If you asked Mayor Michael Hancock how he felt about being dubbed the "Mile High Mayor" by the cannabis industry back in 2012, he probably would have said he didn't enjoy the title. But a lot can change in seven years.
"I don't think [legalization] has impacted Denver negatively at all," he told the audience inside a RiNo art gallery on April 15. "Now I think it's a good thing. We're helping set the pace."
An opponent of Colorado's decision to legalize recreational pot in 2012, Hancock has eased up on his objections since the sky has continued to hold up over Denver. The mayor even went so far as to talk about the city's cannabis successes with Bun B, a Houston hip-hop legend who isn't shy about his love for the plant. Appearing as part of a series of discussions hosted by Mezz Brands, a cannabis concentrate company responsible for Hancock's new nickname, Hancock and Bun B talked about everything from Denver's first days of dispensary sales to current struggles with social consumption.

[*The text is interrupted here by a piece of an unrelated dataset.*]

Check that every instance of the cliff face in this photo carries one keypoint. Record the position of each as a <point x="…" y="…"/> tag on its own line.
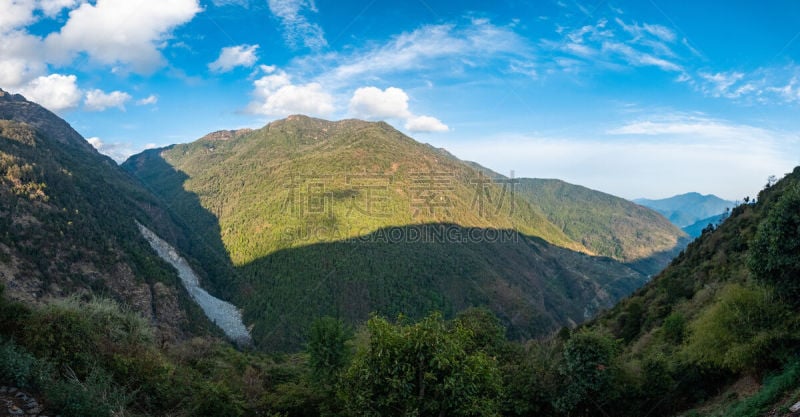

Hancock didn't stop at admitting his changing position; he also attributed some of Colorado's tourism and population growth to legalization, even if the state's new residents and visitors aren't cannabis consumers. "They saw Denver as a city that was vibrant, progressive and energetic," he said. "I believe there was tourism boosting because of it."
The rapper wanted to go deeper than just asking about tax dollars and the early days, though. Both a frequent traveler and cannabis user, Bun B asked where tourists like him could consume cannabis if smoking or vaporizing pot is banned at their hotels.
"I guess the biggest question I face, as an artist, is where am I going to consume?" he told the mayor. "Nobody wants to come a city where weed is legal and leave with a weed case."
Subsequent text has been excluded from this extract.